Assoturismo: mancano 67 miliardi di consumi turistici interni

Il 2021 doveva essere l’anno della ripresa per il turismo italiano. I dati invece sono impietosi: -40,7% di presenze rispetto al 2019, -178 milioni di presenze e -67 miliardi di consumi turistici interni. Con le grandi città a guidare in negativo la classifica con una perdita di quasi 3 presenze su 4. Sono queste le stime di Assoturismo Confesercenti su dati Istat.

Le grandi città e città d’arte

La categoria “grandi città”, che nell’anno precedente la pandemia aveva registrato circa un quinto delle presenze dell’intero territorio nazionale, registra nel 2021 un -73,4% e recupera solo marginalmente nel confronto con il 2020 (+2,8% le presenze). Molto male anche le città d’arte, che nel 2020 avevano registrato un crollo di quasi il -55% di presenze. Nonostante il recupero rispetto al 2020 del +29,8%, chiudono il 2021 con un netto calo rispetto al 2019, -40,9%.

I fattori

A pesare in negativo, dopo una stagione estiva su buoni livelli soprattutto grazie al turismo interno, l’ultimo trimestre del 2021: il forte riacutizzarsi degli eventi pandemici, con conseguenti restrizioni, peggioramento di aspettative e cautela nei comportamenti, ha sicuramente frenato la ripresa in atto fino alla fine dell’estate. A questo si aggiungono l’aumento dei costi della fornitura di energia elettrica (+15,3% nel 2021) e gas naturale (+22,2% nel 2021) a carico delle imprese e il ritorno di milioni di lavoratori allo smart working. In media d’anno circa 4 milioni di lavoratori hanno continuato a lavorare da casa almeno due giorni a settimana e con la quarta ondata attuale i dati stanno rapidamente salendo a 5,5/6 milioni di lavoratori interessati.

Mmancano 67 mld di consumi turistici interni

Il combinato disposto di Omicron, smart working e caro-bollette è una vera e propria mannaia sulla testa delle imprese.
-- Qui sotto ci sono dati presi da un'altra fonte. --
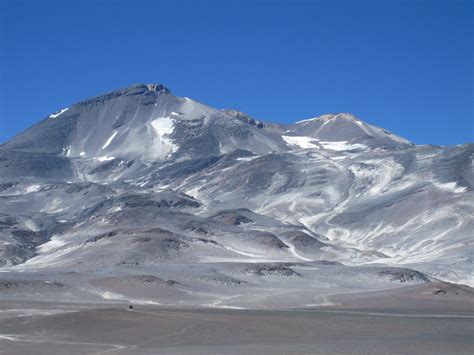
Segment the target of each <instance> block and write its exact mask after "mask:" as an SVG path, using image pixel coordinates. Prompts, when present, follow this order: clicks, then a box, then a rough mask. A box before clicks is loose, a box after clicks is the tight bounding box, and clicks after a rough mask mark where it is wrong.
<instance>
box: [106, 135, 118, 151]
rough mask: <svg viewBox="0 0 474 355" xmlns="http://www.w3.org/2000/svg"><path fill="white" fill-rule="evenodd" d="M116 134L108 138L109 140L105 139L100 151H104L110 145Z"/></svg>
mask: <svg viewBox="0 0 474 355" xmlns="http://www.w3.org/2000/svg"><path fill="white" fill-rule="evenodd" d="M117 133H118V132H114V133H113V134H112V135H111V136H110V137H109V139H107V142H105V144H104V145H103V146H102V149H105V148H107V147H108V146H109V144H110V143H112V140H113V139H114V138H115V136H116V135H117Z"/></svg>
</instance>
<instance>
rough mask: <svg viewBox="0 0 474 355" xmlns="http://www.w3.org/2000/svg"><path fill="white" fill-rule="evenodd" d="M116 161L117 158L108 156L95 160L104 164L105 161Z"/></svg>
mask: <svg viewBox="0 0 474 355" xmlns="http://www.w3.org/2000/svg"><path fill="white" fill-rule="evenodd" d="M114 159H115V157H108V156H103V157H98V158H95V160H97V161H100V162H103V161H110V160H114Z"/></svg>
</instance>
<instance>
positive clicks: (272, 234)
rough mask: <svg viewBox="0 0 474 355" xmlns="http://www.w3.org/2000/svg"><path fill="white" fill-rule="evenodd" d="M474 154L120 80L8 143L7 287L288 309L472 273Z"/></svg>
mask: <svg viewBox="0 0 474 355" xmlns="http://www.w3.org/2000/svg"><path fill="white" fill-rule="evenodd" d="M473 155H474V144H464V145H459V146H455V147H437V146H429V145H415V144H413V143H411V142H409V141H408V140H406V139H404V138H401V137H399V136H396V135H394V134H392V133H391V132H388V131H386V130H384V129H382V128H378V127H375V126H372V125H369V124H367V123H365V122H363V121H361V120H360V119H358V118H357V117H355V116H353V115H351V114H346V113H341V114H329V115H323V116H321V117H316V118H312V119H306V120H303V121H299V122H296V123H295V124H293V125H279V124H272V123H268V122H263V121H259V120H256V119H253V118H252V117H250V116H248V115H246V114H245V113H242V112H240V111H236V110H218V109H214V108H212V107H209V106H206V105H204V104H201V103H199V102H196V101H194V100H191V99H189V98H186V97H184V98H183V97H176V96H174V95H173V94H172V93H171V92H170V90H169V89H167V88H165V87H164V86H162V85H159V84H149V85H135V86H132V87H129V88H125V89H122V90H118V91H114V92H112V93H109V94H106V95H102V96H98V97H95V98H92V99H89V100H86V101H82V102H80V103H77V104H74V105H72V106H71V107H69V108H65V109H61V110H60V111H58V112H56V113H53V114H51V115H50V116H49V117H46V118H45V119H44V120H42V121H40V122H39V123H38V124H36V125H35V126H33V127H31V128H29V129H27V130H26V131H24V132H23V133H21V134H19V135H18V136H16V137H14V138H13V139H12V140H10V141H8V142H6V143H4V144H3V145H1V146H0V200H1V203H0V237H1V238H0V242H1V245H0V265H1V266H2V268H1V269H0V271H2V272H1V273H0V277H1V279H2V280H3V281H2V282H3V284H2V285H3V286H1V285H0V287H2V289H3V291H2V292H1V294H2V297H19V295H21V297H29V296H28V295H33V294H35V296H34V297H39V298H41V297H51V295H54V297H58V298H62V299H64V298H66V299H68V298H71V297H72V298H77V299H84V298H90V299H96V298H99V299H100V298H102V299H106V300H113V299H122V300H123V299H128V300H134V301H135V302H145V303H146V302H152V303H153V302H155V303H160V304H199V305H208V306H209V305H210V306H216V307H217V306H228V307H230V306H233V307H237V306H238V307H241V306H242V307H261V306H262V305H263V306H265V307H276V306H278V307H283V306H298V305H311V304H324V302H327V300H326V298H327V296H328V295H331V294H335V293H344V292H354V291H357V290H360V291H365V290H374V289H389V288H395V287H399V286H401V285H406V284H416V283H426V282H430V281H433V280H438V279H440V280H443V281H451V282H455V283H464V284H468V285H471V286H472V285H473V284H474V279H473V278H472V260H473V259H472V258H473V243H472V231H473V230H474V193H473V186H474V172H473ZM28 290H31V291H32V292H27V291H28ZM33 291H34V292H33ZM31 297H33V296H31Z"/></svg>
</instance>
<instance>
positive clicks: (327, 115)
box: [295, 112, 360, 124]
mask: <svg viewBox="0 0 474 355" xmlns="http://www.w3.org/2000/svg"><path fill="white" fill-rule="evenodd" d="M338 118H342V119H346V120H352V121H360V119H358V118H357V117H356V116H355V115H354V114H352V113H349V112H340V113H327V114H324V115H321V116H317V117H313V118H308V119H305V120H301V121H297V122H295V124H300V123H308V122H314V121H322V122H327V121H329V120H334V119H338Z"/></svg>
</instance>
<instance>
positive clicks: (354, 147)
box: [281, 136, 366, 151]
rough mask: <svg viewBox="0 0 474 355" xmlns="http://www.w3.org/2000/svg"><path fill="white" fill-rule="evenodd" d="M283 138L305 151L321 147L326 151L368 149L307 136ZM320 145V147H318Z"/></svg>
mask: <svg viewBox="0 0 474 355" xmlns="http://www.w3.org/2000/svg"><path fill="white" fill-rule="evenodd" d="M281 137H282V138H283V139H284V140H285V142H287V143H288V144H290V145H293V146H297V147H300V148H303V149H308V148H320V146H322V147H323V148H324V149H329V150H336V151H345V150H352V149H363V148H366V146H365V145H363V144H350V143H349V142H347V141H339V142H323V141H319V140H318V139H316V138H312V137H306V136H281ZM318 143H319V144H320V145H318Z"/></svg>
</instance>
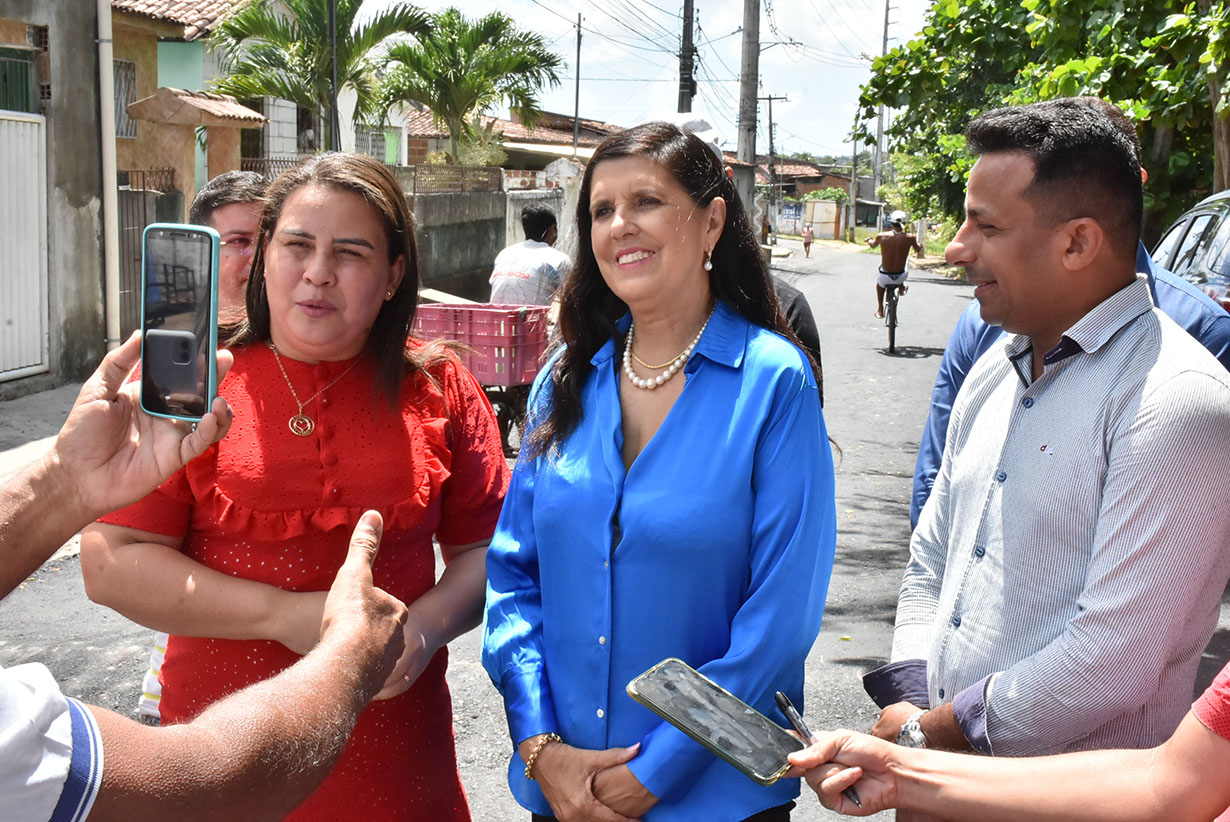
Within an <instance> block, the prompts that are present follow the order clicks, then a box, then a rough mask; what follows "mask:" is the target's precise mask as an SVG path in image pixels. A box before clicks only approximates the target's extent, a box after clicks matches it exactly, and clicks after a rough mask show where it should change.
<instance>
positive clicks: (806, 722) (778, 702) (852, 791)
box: [774, 690, 862, 807]
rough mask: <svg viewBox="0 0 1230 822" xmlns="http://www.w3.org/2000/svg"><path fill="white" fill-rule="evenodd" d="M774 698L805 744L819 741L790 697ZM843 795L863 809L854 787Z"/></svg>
mask: <svg viewBox="0 0 1230 822" xmlns="http://www.w3.org/2000/svg"><path fill="white" fill-rule="evenodd" d="M774 698H775V699H776V700H777V708H780V709H781V712H782V714H785V715H786V719H788V720H790V724H791V725H793V726H795V730H796V731H798V735H799V736H801V737H803V742H807V743H808V744H815V742H817V740H815V736H814V735H813V733H812V728H809V727H807V722H804V721H803V717H802V716H799V714H798V710H797V709H796V708H795V703H792V701H790V696H787V695H786V694H784V693H781V692H780V690H779V692H777V693H776V694H774ZM841 795H843V796H845V797H846V799H847V800H850V801H851V802H854V804H855V806H856V807H862V802H861V801H860V800H859V791H856V790H855V789H854V785H851V786H850V788H846V789H845V790H844V791H841Z"/></svg>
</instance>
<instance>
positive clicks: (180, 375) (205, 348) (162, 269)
mask: <svg viewBox="0 0 1230 822" xmlns="http://www.w3.org/2000/svg"><path fill="white" fill-rule="evenodd" d="M220 246H221V239H220V237H219V236H218V233H216V231H214V230H213V229H212V228H208V226H203V225H180V224H172V223H154V224H153V225H149V226H146V228H145V233H144V235H143V237H141V271H143V272H144V278H143V283H141V410H144V411H145V412H146V413H150V415H153V416H157V417H170V418H172V420H187V421H189V422H199V421H200V417H203V416H204V415H205V412H208V411H209V406H210V405H212V404H213V401H214V396H215V395H216V394H218V370H216V362H215V357H214V353H215V352H216V351H218V252H219V247H220Z"/></svg>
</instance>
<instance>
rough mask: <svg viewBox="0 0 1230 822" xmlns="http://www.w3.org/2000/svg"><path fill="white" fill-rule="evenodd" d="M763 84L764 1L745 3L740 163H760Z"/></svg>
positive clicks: (741, 108) (742, 81)
mask: <svg viewBox="0 0 1230 822" xmlns="http://www.w3.org/2000/svg"><path fill="white" fill-rule="evenodd" d="M759 81H760V0H743V64H742V65H740V71H739V162H750V164H752V165H755V162H756V85H758V84H759Z"/></svg>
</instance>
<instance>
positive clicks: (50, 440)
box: [0, 383, 81, 559]
mask: <svg viewBox="0 0 1230 822" xmlns="http://www.w3.org/2000/svg"><path fill="white" fill-rule="evenodd" d="M80 390H81V384H80V383H70V384H68V385H62V386H59V388H55V389H52V390H49V391H41V393H38V394H28V395H26V396H20V397H17V399H16V400H5V401H2V402H0V477H4V476H7V475H9V474H12V473H14V471H16V470H17V469H20V468H22V466H23V465H26V464H27V463H30V461H32V460H33V459H36V458H37V457H39V455H42V453H43V452H46V450H47V449H48V448H49V447H50V444H52V441H53V439H54V437H55V433H57V432H58V431H59V429H60V426H62V425H64V420H65V418H66V417H68V416H69V411H70V410H71V409H73V402H74V401H75V400H76V395H77V393H79V391H80ZM79 541H80V540H79V538H77V537H74V538H73V539H71V540H69V543H68V544H65V545H64V548H62V549H60V550H59V551H58V553H57V554H55V556H54V557H52V559H59V557H60V556H73V555H75V554H76V553H77V548H79Z"/></svg>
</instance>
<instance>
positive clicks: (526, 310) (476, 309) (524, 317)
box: [415, 303, 547, 386]
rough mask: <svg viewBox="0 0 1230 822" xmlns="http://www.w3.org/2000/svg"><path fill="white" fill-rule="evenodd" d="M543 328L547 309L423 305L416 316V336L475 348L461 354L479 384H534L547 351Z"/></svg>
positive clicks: (429, 303) (524, 306)
mask: <svg viewBox="0 0 1230 822" xmlns="http://www.w3.org/2000/svg"><path fill="white" fill-rule="evenodd" d="M546 326H547V306H545V305H493V304H490V303H477V304H464V305H462V304H454V303H424V304H423V305H419V306H418V313H417V314H416V316H415V335H416V336H419V337H422V338H424V340H455V341H456V342H462V343H465V345H467V346H470V347H471V348H474V353H470V352H459V353H460V356H461V362H462V363H465V367H466V368H469V369H470V373H471V374H474V375H475V378H476V379H477V380H478V383H481V384H482V385H504V386H508V385H524V384H526V383H533V381H534V375H535V374H538V370H539V367H540V365H541V364H542V356H544V354H545V353H546Z"/></svg>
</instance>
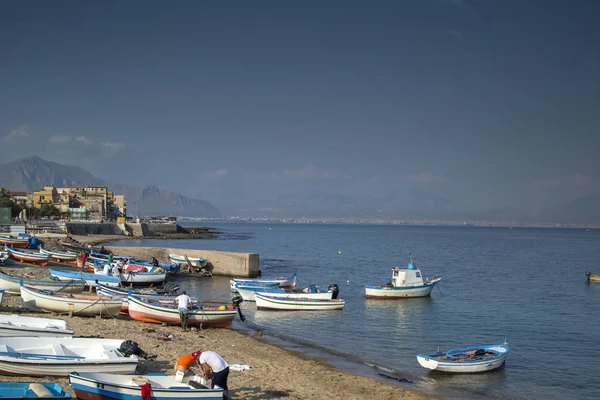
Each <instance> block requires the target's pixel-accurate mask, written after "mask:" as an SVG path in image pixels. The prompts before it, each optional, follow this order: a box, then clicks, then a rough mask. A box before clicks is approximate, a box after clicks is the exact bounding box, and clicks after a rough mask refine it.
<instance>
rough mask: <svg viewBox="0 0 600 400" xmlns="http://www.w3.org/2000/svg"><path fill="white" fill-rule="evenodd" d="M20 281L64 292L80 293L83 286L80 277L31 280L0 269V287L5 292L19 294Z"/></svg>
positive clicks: (83, 285)
mask: <svg viewBox="0 0 600 400" xmlns="http://www.w3.org/2000/svg"><path fill="white" fill-rule="evenodd" d="M21 283H22V284H23V285H25V286H29V287H33V288H36V289H46V290H52V291H54V292H64V293H81V292H83V289H84V287H85V281H83V280H81V279H77V280H65V281H45V280H33V279H24V278H19V277H16V276H11V275H8V274H5V273H3V272H2V271H0V289H3V290H5V291H6V293H8V294H17V295H18V294H21Z"/></svg>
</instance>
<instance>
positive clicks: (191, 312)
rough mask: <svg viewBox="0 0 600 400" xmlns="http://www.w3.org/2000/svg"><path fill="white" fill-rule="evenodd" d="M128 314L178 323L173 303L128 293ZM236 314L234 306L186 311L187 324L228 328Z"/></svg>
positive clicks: (176, 307) (172, 324)
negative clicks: (146, 298) (128, 313)
mask: <svg viewBox="0 0 600 400" xmlns="http://www.w3.org/2000/svg"><path fill="white" fill-rule="evenodd" d="M127 301H128V304H129V316H130V317H131V318H132V319H135V320H138V321H144V322H153V323H156V324H162V323H165V324H167V325H179V324H180V319H179V311H177V307H176V306H175V305H174V304H164V303H161V302H160V301H155V300H151V299H150V300H146V299H144V298H142V297H141V296H134V295H129V296H128V297H127ZM235 314H236V307H235V306H233V305H228V306H224V305H222V306H214V307H213V306H205V305H200V306H199V307H192V309H191V310H189V313H188V326H190V327H192V326H212V327H214V328H229V327H230V326H231V322H232V321H233V318H234V317H235Z"/></svg>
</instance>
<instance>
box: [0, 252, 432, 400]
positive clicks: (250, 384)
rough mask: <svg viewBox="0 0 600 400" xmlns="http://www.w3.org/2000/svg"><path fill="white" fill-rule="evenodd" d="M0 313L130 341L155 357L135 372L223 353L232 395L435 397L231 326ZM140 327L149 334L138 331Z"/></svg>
mask: <svg viewBox="0 0 600 400" xmlns="http://www.w3.org/2000/svg"><path fill="white" fill-rule="evenodd" d="M26 265H27V264H21V263H13V264H11V265H8V266H5V267H3V270H6V272H8V273H11V274H27V276H28V277H31V275H34V276H36V278H38V277H40V276H47V270H46V269H40V268H39V267H29V266H28V265H27V266H26ZM0 312H3V313H18V314H20V315H25V316H43V317H46V318H59V319H63V320H65V321H66V322H67V324H68V326H69V327H70V328H72V329H73V330H74V332H75V335H76V336H99V337H106V338H120V339H124V340H125V339H129V340H134V341H136V342H137V343H138V344H139V345H140V347H141V348H142V349H143V350H144V351H145V352H147V353H149V354H153V355H156V356H157V358H156V359H155V360H152V361H149V360H143V359H141V360H140V362H139V364H138V369H137V371H136V373H138V374H145V373H149V372H165V373H169V374H172V373H173V372H172V369H173V365H174V363H175V361H176V360H177V358H178V357H179V356H180V355H182V354H186V353H187V352H190V351H193V350H194V349H196V348H198V347H201V348H203V349H206V350H213V351H216V352H217V353H219V354H220V355H221V356H223V357H224V358H225V359H226V360H227V362H228V363H229V364H246V365H249V366H250V367H251V369H250V370H246V371H242V372H236V371H231V372H230V375H229V387H230V389H229V395H230V398H232V399H280V398H285V399H316V398H331V399H364V398H377V399H398V398H406V399H411V400H425V399H437V398H440V397H436V396H431V395H425V394H423V393H420V392H417V391H414V390H412V389H408V388H406V387H404V386H400V385H398V384H394V383H388V382H385V381H382V380H379V379H375V378H369V377H365V376H361V375H356V374H353V373H351V372H348V371H345V370H343V369H338V368H336V367H334V366H332V365H331V364H330V363H328V362H327V361H325V360H323V359H320V358H312V357H309V356H307V355H305V354H303V353H301V352H298V351H295V350H290V349H286V348H284V347H282V346H278V345H276V344H272V343H269V342H268V339H267V338H265V337H263V336H262V332H259V331H254V332H242V331H236V330H231V329H212V328H209V329H204V330H200V331H196V332H194V331H188V332H182V331H181V330H179V329H178V328H177V327H168V326H161V325H159V324H151V323H144V322H140V321H134V320H131V319H129V317H128V316H120V317H119V318H118V319H113V318H103V319H100V318H97V317H96V318H92V317H77V316H74V317H68V316H65V315H55V314H53V313H36V312H30V311H29V310H25V309H23V308H22V305H21V298H20V297H18V296H14V295H5V296H4V300H3V302H2V305H1V306H0ZM144 330H146V331H149V332H144ZM157 332H158V333H160V334H164V335H167V336H168V335H169V334H172V335H173V336H174V338H173V339H172V340H169V341H163V340H159V336H157ZM2 380H3V381H13V382H15V381H32V382H42V381H44V382H47V381H51V382H56V383H59V384H61V385H62V386H63V387H64V388H65V390H67V391H68V392H70V393H71V394H73V391H72V389H71V387H70V386H69V383H68V378H62V377H47V378H44V377H41V378H34V377H21V376H2Z"/></svg>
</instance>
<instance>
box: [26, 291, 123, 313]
mask: <svg viewBox="0 0 600 400" xmlns="http://www.w3.org/2000/svg"><path fill="white" fill-rule="evenodd" d="M21 299H22V301H23V306H25V307H26V308H29V309H32V310H45V311H52V312H57V313H69V314H72V315H87V316H94V315H100V316H113V317H114V316H116V315H119V312H120V311H121V306H122V304H123V299H121V298H113V297H106V296H97V295H84V294H72V293H59V292H51V291H49V290H39V289H34V288H30V287H27V286H21Z"/></svg>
Nel 2021, rispetto al 2019, mancano all’appello 67 miliardi di euro di consumi turistici interni (-28 miliardi solo nelle città d’arte) con la ricettività che perde 18 miliardi, la ristorazione e i pubblici esercizi che contano su -8 miliardi di consumi e le agenzie di viaggio con -2,5 miliardi.

Dopo 2 anni di crisi, con perdite che sfiorano complessivamente i 100 miliardi, nei settori della ricettività, ristorazione, organizzazione viaggi e commercio, sono a rischio 50mila attività economiche con 250mila occupati. Tra queste, sono 20mila le imprese e 90mila gli occupati che svolgono attività nelle grandi città e nei comuni a vocazione culturale e artistica. Ripercussioni anche sul commercio al dettaglio che vede a rischio chiusura 20mila esercizi, con la conseguente perdita del lavoro per 75mila addetti.

La richiesta

“Servono sostegni immediati e congrui per le attività economiche colpite dalla crisi, soprattutto nelle grandi città e nei comuni a vocazione artistica e culturale. Senza un intervento rapido del Governo, con i dati di inizio 2022 che certificano ancora un netto calo di presenze turistiche, migliaia di imprese e professionisti chiuderanno a breve i battenti e migliaia di lavoratori resteranno a casa senza stipendio. Sarebbe un duro colpo per l’intera economia del Paese in un momento in cui è quanto mai necessario sostenere in tutti i modi la ripresa”, sono queste le parole del presidente di Assoturismo Confesercenti, Vittorio Messina, a commento dei dati illustrati.